Dabei sieht es im Moment ganz gut aus. Pünktlich zum Beginn des Klausurtreffens des CDU-Bundesvorstands übermittelten die Demoskopen Umfragezahlen, die für Merkels Partei so gut sind wie zu Kohls Zeiten. Die Führungsspitze sah sich intern schon veranlasst, vor Übermut zu warnen. Die Kanzlerin strotzt vor Selbstbewusstsein. Die Art, wie sie in Wilhelmshaven auftritt, lässt erahnen, in welchem Stil sie ihren Wahlkampf anzugehen gedenkt.

Merkel verspricht nichts – schon gar keine Wahlgeschenke, die Geld kosten würden. Sie zählt nur auf, was unter ihrer Ägide gut gelungen sei oder sich dort zum Besseren gewendet habe, wo die CDU regiert.
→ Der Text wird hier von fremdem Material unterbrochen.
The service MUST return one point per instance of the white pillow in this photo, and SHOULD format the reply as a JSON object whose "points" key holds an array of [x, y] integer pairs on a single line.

Um Beispiele ist sie nicht verlegen. Hinter Merkels Rednerpult hängt eine Fahne mit dem Landeswappen von Niedersachsen. Es zeigt ein weißes Pferd auf rotem Grund. Das Pferd scheint die Wand hochzugaloppieren. So muss man sich wohl einen CDU-Regierungschef vorstellen, wenn man der Kanzlerin Glauben schenkt. Die Konkurrenz, sagt sie wenig staatsmännisch, zeichne sich durch „ewiges Gelabere“ aus und dadurch, dass sie nur Bedenken und ideologische Einwände vor sich hertrage, Schulden aufhäufe, aber nichts zustande bringe.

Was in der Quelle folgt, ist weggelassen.